So what is it about these scones that make them quintessentially Irish? Well, after extensive reading of both scone recipes and histories, I believe the difference lies in three aspects: the shape, the liquid used, and the choice of dried fruit.
Irish Scone Shape
While in America we love our wedge-shaped scones, in Europe, Australia, and New Zealand you can often choose between a drop scone like our gluten-free blueberry raspberry scones, fried scones like our quick and easy fried scone recipe, and the traditional round cut out variety like these strawberry scones.
Traditional Irish scones are round, often with glossy, golden tops that are tall enough to split easily and layer with clotted cream or butter and jam.
Irish Scone Recipe
There seems to be some debate as to what liquid should go into a proper Irish scone. Should it be double cream, buttermilk, or regular milk?
I personally am a big fan of buttermilk in baking, so that's what I went with. The rich, tangy buttermilk is a scrumptious accompaniment to plenty of salted butter in making a tender and flavorful dough that pairs beautifully with whatever dried fruit you choose to add.
Speaking of fruit, once again debate is strong on whether a traditional Irish scone recipe should be served plain or gussied up with raisins, sultanas, or tiny black currants. While all three are great options, I confess that I love not only the look of black currants in a scone, but also how the baking process makes them extra chewy and the ones on the bottom beautifully caramelized. They don’t overwhelm the scone with big chunks of fruit, either. This provides an excellent excuse, if you need one, to add jam.
Irish Scone Serving Ideas
Once you’ve chosen which side of the three debates you’re on, Irish scones are wonderfully quick and easy to make. Just make sure your butter and buttermilk are cold, and within half an hour you’ll be sitting down with scones fresh from the oven, ready to be slathered in goodness.
If you’re a person of simple tastes, lovely cold butter is a perfectly delicious way to sandwich your Irish scone together, but if you’re a traditionalist, clotted cream and homemade jam are the way to go. If, like me, you have no access to clotted cream, mascarpone is a scrumptious substitute. It is decadent and creamy and won’t completely melt and run all over the place if you can’t wait for your scone to cool to room temperature. Whipped heavy cream is also a good substitute, but you’ll have to wait for your scones to cool before you add it or it will melt quickly and you’ll think you added milk to your scone by accident.
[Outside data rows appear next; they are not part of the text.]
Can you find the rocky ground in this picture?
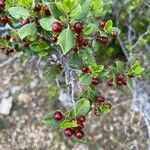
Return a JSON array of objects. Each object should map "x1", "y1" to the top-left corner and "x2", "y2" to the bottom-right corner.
[{"x1": 0, "y1": 54, "x2": 148, "y2": 150}]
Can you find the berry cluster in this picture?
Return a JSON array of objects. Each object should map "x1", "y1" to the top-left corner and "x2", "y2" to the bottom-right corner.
[{"x1": 54, "y1": 111, "x2": 86, "y2": 139}]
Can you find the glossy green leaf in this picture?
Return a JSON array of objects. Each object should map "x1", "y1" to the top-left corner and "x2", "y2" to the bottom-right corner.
[
  {"x1": 58, "y1": 27, "x2": 75, "y2": 54},
  {"x1": 39, "y1": 16, "x2": 57, "y2": 31},
  {"x1": 18, "y1": 23, "x2": 37, "y2": 39},
  {"x1": 68, "y1": 98, "x2": 90, "y2": 118},
  {"x1": 8, "y1": 6, "x2": 30, "y2": 19}
]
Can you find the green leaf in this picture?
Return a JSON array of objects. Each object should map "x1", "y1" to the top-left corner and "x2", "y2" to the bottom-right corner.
[
  {"x1": 39, "y1": 16, "x2": 57, "y2": 31},
  {"x1": 58, "y1": 27, "x2": 75, "y2": 54},
  {"x1": 48, "y1": 2, "x2": 64, "y2": 20},
  {"x1": 104, "y1": 20, "x2": 113, "y2": 32},
  {"x1": 73, "y1": 0, "x2": 91, "y2": 21},
  {"x1": 18, "y1": 23, "x2": 37, "y2": 39},
  {"x1": 68, "y1": 98, "x2": 90, "y2": 118},
  {"x1": 60, "y1": 119, "x2": 77, "y2": 129},
  {"x1": 89, "y1": 64, "x2": 104, "y2": 73},
  {"x1": 70, "y1": 5, "x2": 81, "y2": 18},
  {"x1": 116, "y1": 61, "x2": 125, "y2": 73},
  {"x1": 92, "y1": 0, "x2": 104, "y2": 17},
  {"x1": 80, "y1": 74, "x2": 92, "y2": 85},
  {"x1": 108, "y1": 27, "x2": 121, "y2": 35},
  {"x1": 83, "y1": 24, "x2": 94, "y2": 35},
  {"x1": 127, "y1": 78, "x2": 133, "y2": 90},
  {"x1": 56, "y1": 2, "x2": 70, "y2": 13},
  {"x1": 42, "y1": 113, "x2": 62, "y2": 129},
  {"x1": 8, "y1": 6, "x2": 30, "y2": 19},
  {"x1": 98, "y1": 103, "x2": 110, "y2": 113}
]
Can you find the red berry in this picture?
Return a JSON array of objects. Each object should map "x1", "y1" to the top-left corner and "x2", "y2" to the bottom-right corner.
[
  {"x1": 77, "y1": 122, "x2": 84, "y2": 129},
  {"x1": 77, "y1": 116, "x2": 86, "y2": 123},
  {"x1": 99, "y1": 36, "x2": 109, "y2": 45},
  {"x1": 75, "y1": 129, "x2": 84, "y2": 139},
  {"x1": 52, "y1": 22, "x2": 62, "y2": 32},
  {"x1": 97, "y1": 95, "x2": 105, "y2": 103},
  {"x1": 73, "y1": 22, "x2": 83, "y2": 34},
  {"x1": 64, "y1": 128, "x2": 73, "y2": 137},
  {"x1": 71, "y1": 46, "x2": 78, "y2": 53},
  {"x1": 92, "y1": 78, "x2": 99, "y2": 86},
  {"x1": 0, "y1": 16, "x2": 8, "y2": 24},
  {"x1": 117, "y1": 73, "x2": 124, "y2": 80},
  {"x1": 54, "y1": 111, "x2": 63, "y2": 121},
  {"x1": 82, "y1": 39, "x2": 89, "y2": 46},
  {"x1": 107, "y1": 79, "x2": 113, "y2": 87},
  {"x1": 111, "y1": 32, "x2": 118, "y2": 38},
  {"x1": 34, "y1": 4, "x2": 41, "y2": 12},
  {"x1": 21, "y1": 19, "x2": 30, "y2": 25},
  {"x1": 43, "y1": 5, "x2": 50, "y2": 15},
  {"x1": 99, "y1": 21, "x2": 106, "y2": 29},
  {"x1": 82, "y1": 67, "x2": 89, "y2": 73}
]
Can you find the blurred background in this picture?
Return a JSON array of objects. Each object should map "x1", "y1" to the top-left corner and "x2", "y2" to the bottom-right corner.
[{"x1": 0, "y1": 0, "x2": 150, "y2": 150}]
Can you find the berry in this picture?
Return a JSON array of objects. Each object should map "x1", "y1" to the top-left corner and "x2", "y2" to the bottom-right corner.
[
  {"x1": 107, "y1": 79, "x2": 113, "y2": 87},
  {"x1": 52, "y1": 22, "x2": 62, "y2": 32},
  {"x1": 77, "y1": 116, "x2": 86, "y2": 123},
  {"x1": 21, "y1": 19, "x2": 30, "y2": 25},
  {"x1": 111, "y1": 32, "x2": 118, "y2": 38},
  {"x1": 77, "y1": 122, "x2": 84, "y2": 129},
  {"x1": 43, "y1": 5, "x2": 50, "y2": 15},
  {"x1": 71, "y1": 46, "x2": 78, "y2": 53},
  {"x1": 64, "y1": 128, "x2": 73, "y2": 137},
  {"x1": 75, "y1": 129, "x2": 84, "y2": 139},
  {"x1": 92, "y1": 78, "x2": 99, "y2": 86},
  {"x1": 117, "y1": 73, "x2": 124, "y2": 81},
  {"x1": 97, "y1": 95, "x2": 105, "y2": 103},
  {"x1": 99, "y1": 36, "x2": 109, "y2": 45},
  {"x1": 73, "y1": 22, "x2": 83, "y2": 34},
  {"x1": 99, "y1": 21, "x2": 105, "y2": 29},
  {"x1": 82, "y1": 67, "x2": 89, "y2": 73},
  {"x1": 34, "y1": 4, "x2": 41, "y2": 12},
  {"x1": 0, "y1": 16, "x2": 8, "y2": 24},
  {"x1": 54, "y1": 111, "x2": 63, "y2": 121},
  {"x1": 82, "y1": 39, "x2": 89, "y2": 46}
]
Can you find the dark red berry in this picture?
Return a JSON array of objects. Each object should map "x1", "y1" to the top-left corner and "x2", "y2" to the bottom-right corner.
[
  {"x1": 34, "y1": 4, "x2": 41, "y2": 12},
  {"x1": 117, "y1": 73, "x2": 124, "y2": 80},
  {"x1": 52, "y1": 22, "x2": 62, "y2": 32},
  {"x1": 73, "y1": 22, "x2": 83, "y2": 34},
  {"x1": 71, "y1": 46, "x2": 79, "y2": 53},
  {"x1": 0, "y1": 16, "x2": 8, "y2": 24},
  {"x1": 99, "y1": 36, "x2": 109, "y2": 45},
  {"x1": 111, "y1": 32, "x2": 118, "y2": 38},
  {"x1": 75, "y1": 129, "x2": 84, "y2": 139},
  {"x1": 82, "y1": 67, "x2": 89, "y2": 73},
  {"x1": 77, "y1": 116, "x2": 86, "y2": 123},
  {"x1": 99, "y1": 21, "x2": 106, "y2": 29},
  {"x1": 21, "y1": 19, "x2": 30, "y2": 25},
  {"x1": 77, "y1": 122, "x2": 84, "y2": 129},
  {"x1": 5, "y1": 34, "x2": 11, "y2": 41},
  {"x1": 97, "y1": 95, "x2": 105, "y2": 103},
  {"x1": 107, "y1": 79, "x2": 113, "y2": 87},
  {"x1": 54, "y1": 111, "x2": 63, "y2": 121},
  {"x1": 82, "y1": 39, "x2": 89, "y2": 46},
  {"x1": 43, "y1": 5, "x2": 50, "y2": 15},
  {"x1": 92, "y1": 78, "x2": 99, "y2": 86},
  {"x1": 64, "y1": 128, "x2": 73, "y2": 137}
]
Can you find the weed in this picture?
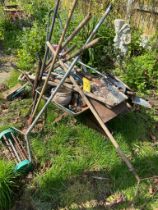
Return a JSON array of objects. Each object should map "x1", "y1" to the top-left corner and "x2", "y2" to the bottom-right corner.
[{"x1": 0, "y1": 160, "x2": 16, "y2": 210}]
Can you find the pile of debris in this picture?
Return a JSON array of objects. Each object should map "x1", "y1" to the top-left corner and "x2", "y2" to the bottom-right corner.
[{"x1": 0, "y1": 0, "x2": 151, "y2": 181}]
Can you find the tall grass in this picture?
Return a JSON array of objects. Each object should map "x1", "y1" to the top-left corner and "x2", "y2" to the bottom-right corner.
[{"x1": 0, "y1": 160, "x2": 16, "y2": 210}]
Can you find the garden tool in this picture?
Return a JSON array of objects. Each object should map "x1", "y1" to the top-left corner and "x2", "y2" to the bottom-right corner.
[{"x1": 0, "y1": 128, "x2": 31, "y2": 172}]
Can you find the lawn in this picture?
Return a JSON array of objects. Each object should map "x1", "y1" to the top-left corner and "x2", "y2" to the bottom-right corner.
[{"x1": 0, "y1": 94, "x2": 158, "y2": 209}]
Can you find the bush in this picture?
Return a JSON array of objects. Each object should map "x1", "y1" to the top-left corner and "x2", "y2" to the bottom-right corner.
[
  {"x1": 0, "y1": 160, "x2": 15, "y2": 210},
  {"x1": 17, "y1": 22, "x2": 45, "y2": 70},
  {"x1": 119, "y1": 52, "x2": 158, "y2": 92}
]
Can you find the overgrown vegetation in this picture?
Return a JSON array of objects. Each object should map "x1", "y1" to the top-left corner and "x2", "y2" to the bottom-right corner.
[
  {"x1": 0, "y1": 160, "x2": 16, "y2": 210},
  {"x1": 0, "y1": 0, "x2": 158, "y2": 210}
]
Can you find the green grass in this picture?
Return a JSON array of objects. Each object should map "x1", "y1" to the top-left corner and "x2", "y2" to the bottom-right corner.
[
  {"x1": 6, "y1": 70, "x2": 20, "y2": 88},
  {"x1": 26, "y1": 104, "x2": 158, "y2": 209},
  {"x1": 0, "y1": 160, "x2": 16, "y2": 210}
]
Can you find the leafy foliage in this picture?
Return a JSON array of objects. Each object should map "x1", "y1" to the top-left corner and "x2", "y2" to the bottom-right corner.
[
  {"x1": 120, "y1": 52, "x2": 158, "y2": 92},
  {"x1": 0, "y1": 160, "x2": 15, "y2": 210}
]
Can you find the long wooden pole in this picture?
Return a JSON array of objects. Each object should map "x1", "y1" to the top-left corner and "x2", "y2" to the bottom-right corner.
[
  {"x1": 50, "y1": 46, "x2": 140, "y2": 182},
  {"x1": 32, "y1": 0, "x2": 78, "y2": 119}
]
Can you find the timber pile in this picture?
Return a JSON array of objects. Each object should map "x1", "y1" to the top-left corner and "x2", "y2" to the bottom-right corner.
[{"x1": 1, "y1": 0, "x2": 150, "y2": 181}]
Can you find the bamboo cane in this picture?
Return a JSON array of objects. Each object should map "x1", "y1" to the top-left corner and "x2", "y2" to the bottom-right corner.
[
  {"x1": 46, "y1": 38, "x2": 99, "y2": 68},
  {"x1": 50, "y1": 46, "x2": 140, "y2": 182},
  {"x1": 32, "y1": 0, "x2": 78, "y2": 119}
]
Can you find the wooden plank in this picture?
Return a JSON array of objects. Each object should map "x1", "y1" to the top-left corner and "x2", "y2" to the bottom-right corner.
[{"x1": 89, "y1": 98, "x2": 129, "y2": 123}]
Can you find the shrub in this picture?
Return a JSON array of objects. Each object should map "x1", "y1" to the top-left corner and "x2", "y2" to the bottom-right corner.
[
  {"x1": 119, "y1": 52, "x2": 158, "y2": 92},
  {"x1": 0, "y1": 160, "x2": 15, "y2": 210},
  {"x1": 17, "y1": 22, "x2": 45, "y2": 70}
]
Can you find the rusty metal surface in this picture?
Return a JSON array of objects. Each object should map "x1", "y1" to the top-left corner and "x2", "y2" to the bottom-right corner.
[
  {"x1": 93, "y1": 78, "x2": 128, "y2": 107},
  {"x1": 89, "y1": 98, "x2": 129, "y2": 123}
]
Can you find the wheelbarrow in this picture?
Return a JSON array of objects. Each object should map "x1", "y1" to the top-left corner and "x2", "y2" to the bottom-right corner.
[{"x1": 0, "y1": 128, "x2": 32, "y2": 172}]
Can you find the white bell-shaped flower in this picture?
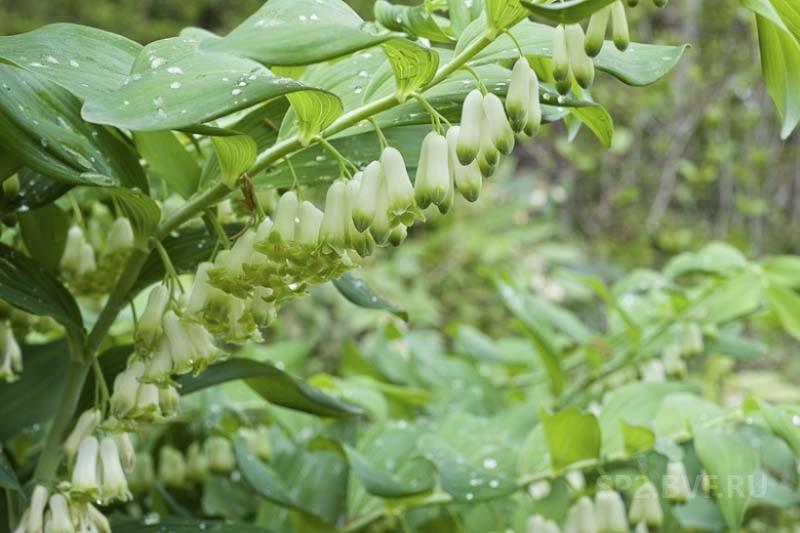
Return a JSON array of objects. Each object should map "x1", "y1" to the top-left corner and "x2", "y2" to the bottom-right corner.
[
  {"x1": 594, "y1": 489, "x2": 628, "y2": 533},
  {"x1": 100, "y1": 437, "x2": 131, "y2": 502},
  {"x1": 414, "y1": 131, "x2": 453, "y2": 209},
  {"x1": 456, "y1": 89, "x2": 483, "y2": 165},
  {"x1": 506, "y1": 57, "x2": 532, "y2": 133},
  {"x1": 447, "y1": 126, "x2": 483, "y2": 202},
  {"x1": 64, "y1": 408, "x2": 103, "y2": 462},
  {"x1": 71, "y1": 436, "x2": 100, "y2": 497}
]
While scones are splendid served with morning or afternoon tea, they’re also lovely added to your main meal. Try serving them alongside a hearty Irish stew or thick seafood chowder with slices of aged cheddar or creamy Camembert instead of clotted cream and jam. If you’re extra daring, you can turn them into scone sandwiches with a smear of mustard and a thick slice of cold corned beef. You may be surprised how delicious the salty meat is with the sweet bursts of dried black currants.
You can also make them part of an Irish dessert table and arrange them on a platter next to our Irish Apple Cake and Tipsy Pixie cookies.
No matter what you serve them with, Irish scones are infinitely better when eaten with a cup of tea. Our Fog Cutter Irish Breakfast with a hint of lemon is an ideal choice. Our other breakfast teas bring England and Scotland to the party with a creamy vanilla twist in our House Blend English Breakfast black tea or warming maple notes in our Heritage Blend Scottish Breakfast black tea.
Irish Scone Recipe
- 2 1/4 cups all-purpose flour
- 1/4 cup white sugar
- 1 tablespoon baking powder
- 1/2 teaspoon fine sea salt
- 1/2 cup butter, cold, cut in cubes
- 1 cup black currants
- 1/2 cup cold buttermilk
- 1 egg, large
- 2 tablespoons buttermilk, reserved
Preheat oven to 425F.
Place flour, sugar, baking powder, and salt into bowl of food processor. Pulse once or twice to combine. Add cold butter chunks and pulse until mixture resembles coarse cornmeal. Pour mixture into large mixing bowl.
Add black currants to flour and butter mixture and gently stir to combine.
In measuring cup, add buttermilk and egg and whisk together well.
Make a well in dry mixture, pour in wet mixture, and stir gently with a fork until dough forms and holds together.
Turn dough out onto floured surface and knead gently once or twice just to make sure dough holds together. Roll out about 1 inch thick.
Using floured cup or cookie cutter, cut out rounds and place 2 inches apart on parchment-lined baking sheet. Brush tops of scones with buttermilk and bake 12-15 minutes until risen and golden brown on top.
Serve warm or room temperature with clotted cream or mascarpone and your favorite jam.